I smell poo. …
Originally posted by Climate Audit:
Apr 16, 2010
Steve McIntyre has followed up on the intriguing question of who selected the eleven papers for the Oxburgh panel to assess.
Oxburgh didn’t disclose how they selected their supposedly “representative” and “fair sample”. “Fair sample” and “representative” are statistical terms – terms were used in a report coauthored by a very senior professional statistician in a context where statistics are very much at issue. So I presume that the Royal Society took some care to ensure that the eleven publications actually were “representative” and a “fair sample” – and not ones that were pre-selected by UEA, rather than the Royal Society.
Interestingly, I telephoned the Royal Society yesterday, to ask who exactly it was had selected the eleven papers. Readers may remember that I had speculated whether the Royal Society Climate Change Advisory Group (which includes Phil Jones among its members) had been involved.
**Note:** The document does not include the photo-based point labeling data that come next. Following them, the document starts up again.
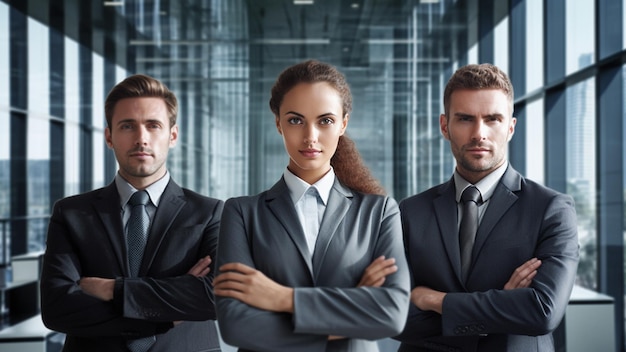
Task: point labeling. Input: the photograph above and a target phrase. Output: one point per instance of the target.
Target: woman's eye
(294, 120)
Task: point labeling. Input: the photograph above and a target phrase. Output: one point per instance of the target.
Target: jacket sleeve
(245, 326)
(319, 311)
(363, 312)
(64, 306)
(536, 310)
(141, 307)
(175, 298)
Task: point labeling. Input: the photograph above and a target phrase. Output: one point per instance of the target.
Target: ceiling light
(292, 41)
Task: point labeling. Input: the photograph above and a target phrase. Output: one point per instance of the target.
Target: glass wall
(59, 59)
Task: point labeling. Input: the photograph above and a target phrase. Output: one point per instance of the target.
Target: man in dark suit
(97, 287)
(512, 290)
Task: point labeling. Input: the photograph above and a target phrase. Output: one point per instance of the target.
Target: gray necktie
(469, 225)
(136, 238)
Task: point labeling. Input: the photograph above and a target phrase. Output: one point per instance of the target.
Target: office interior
(59, 59)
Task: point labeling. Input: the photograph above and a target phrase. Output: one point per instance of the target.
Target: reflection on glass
(501, 44)
(97, 105)
(534, 45)
(38, 135)
(72, 117)
(535, 150)
(579, 31)
(580, 173)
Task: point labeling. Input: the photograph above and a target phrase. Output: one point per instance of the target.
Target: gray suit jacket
(263, 231)
(86, 238)
(523, 220)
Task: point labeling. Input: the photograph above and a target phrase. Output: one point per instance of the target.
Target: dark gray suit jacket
(264, 232)
(523, 220)
(86, 238)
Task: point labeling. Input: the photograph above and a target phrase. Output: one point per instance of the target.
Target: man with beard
(493, 255)
(128, 266)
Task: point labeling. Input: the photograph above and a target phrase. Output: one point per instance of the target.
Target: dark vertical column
(486, 26)
(610, 173)
(18, 59)
(517, 146)
(608, 20)
(554, 43)
(57, 103)
(114, 40)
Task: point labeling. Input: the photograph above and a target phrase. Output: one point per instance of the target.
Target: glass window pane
(534, 44)
(535, 150)
(38, 135)
(580, 31)
(72, 117)
(501, 45)
(97, 104)
(580, 173)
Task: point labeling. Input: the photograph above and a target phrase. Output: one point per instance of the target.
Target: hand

The press officer was very helpful, and agreed to find out for me, and I indeed got a very swift response…
…which consisted of this:
We should all be grateful to Lord Oxburgh and his expert colleagues for a thorough report offering an authoritative assessment of the CRU's research and making clear recommendations. Climate science currently attracts enormous public interest. It is therefore crucial that research sustains the highest standards of rigour and openness.
Martin Rees, President of the Royal Society
Not exactly responsive, would you say? I'll try again today.